Les États-Unis envisagent un retrait militaire d’Arabie saoudite

Le Wall Street Journal a rapporté que les États-Unis envisageaient de réduire leur présence militaire dans le royaume pétrolier après le refus de l’Arabie saoudite de fournir des bases pour le Projet Liberté. Riyad est revenu sur sa décision, mais selon des sources proches du dossier, le mal était déjà fait.

par Neta Bar

Alliance en difficulté: une rupture sans précédent s’est ouverte entre les États-Unis et l’Arabie saoudite après que Riyad a refusé d’autoriser les États-Unis à rouvrir de force le détroit d’Ormuz en avril, rapporte le Wall Street Journal .

Selon le rapport, plus de 100 avions militaires américains ont décollé de bases et de navires de guerre à travers le Moyen-Orient dans le cadre d’une tentative de franchir le détroit d’Ormuz au printemps dernier, lorsqu’ils se sont heurtés à un problème : l’Arabie saoudite, dont les bases et l’espace aérien étaient essentiels à la mission, a refusé.

Un destroyer américain dans le détroit d’Ormuz. Photo : AFP

L’opposition a contraint les États-Unis à annuler l’opération Project Freedom, selon des responsables américains au fait du dossier, mettant ainsi fin à l’opération militaire destinée à assurer le passage en toute sécurité des navires que le président Donald Trump avait dépêchés quelques heures auparavant.

La Maison Blanche était furieuse et a menacé de retarder la livraison des intercepteurs dont l’Arabie saoudite avait besoin pour abattre les missiles et drones iraniens, à moins que le royaume ne change de cap, ont indiqué des responsables américains et arabes au fait des discussions. L’Arabie saoudite a finalement cédé, mais les responsables américains ont déclaré à l’époque que les dégâts seraient difficiles à réparer.

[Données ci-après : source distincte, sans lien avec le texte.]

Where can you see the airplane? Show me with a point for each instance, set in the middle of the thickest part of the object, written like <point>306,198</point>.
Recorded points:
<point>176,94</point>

Un avion de reconnaissance américain détruit en Arabie saoudite. Photo : Réseaux sociaux

Les États-Unis envisagent désormais de réduire leur présence militaire au royaume, selon des responsables américains impliqués dans le processus de planification. Ces menaces américaines, jusqu’alors passées inaperçues, marquent la plus grave rupture depuis des années dans une relation qui a pourtant été le fondement des accords de sécurité du Golfe pendant des décennies.

Le secrétaire d’État Marco Rubio s’est rendu dans le Golfe la semaine dernière pour rencontrer de hauts responsables de la région. Il a visité les Émirats arabes unis, le Koweït et Bahreïn, les trois pays les plus durement touchés par l’Iran pendant la guerre, mais ne s’est pas rendu en Arabie saoudite.

Les responsables saoudiens étaient mécontents et ont interprété la décision de Rubio de ne pas se rendre à Riyad comme une forme d’affront calculé, selon des personnes connaissant bien la pensée du royaume.

Des responsables de l’administration Trump ont démenti cette intention, affirmant que Rubio avait eu des entretiens constructifs avec le ministre saoudien des Affaires étrangères, le prince Faisal bin Farhan, en marge d’une réunion du Conseil de coopération du Golfe à Bahreïn. Les États-Unis et tous les États membres du Conseil de coopération du Golfe ont publié une déclaration commune à l’issue des réunions, réaffirmant leur ferme engagement envers leur partenariat.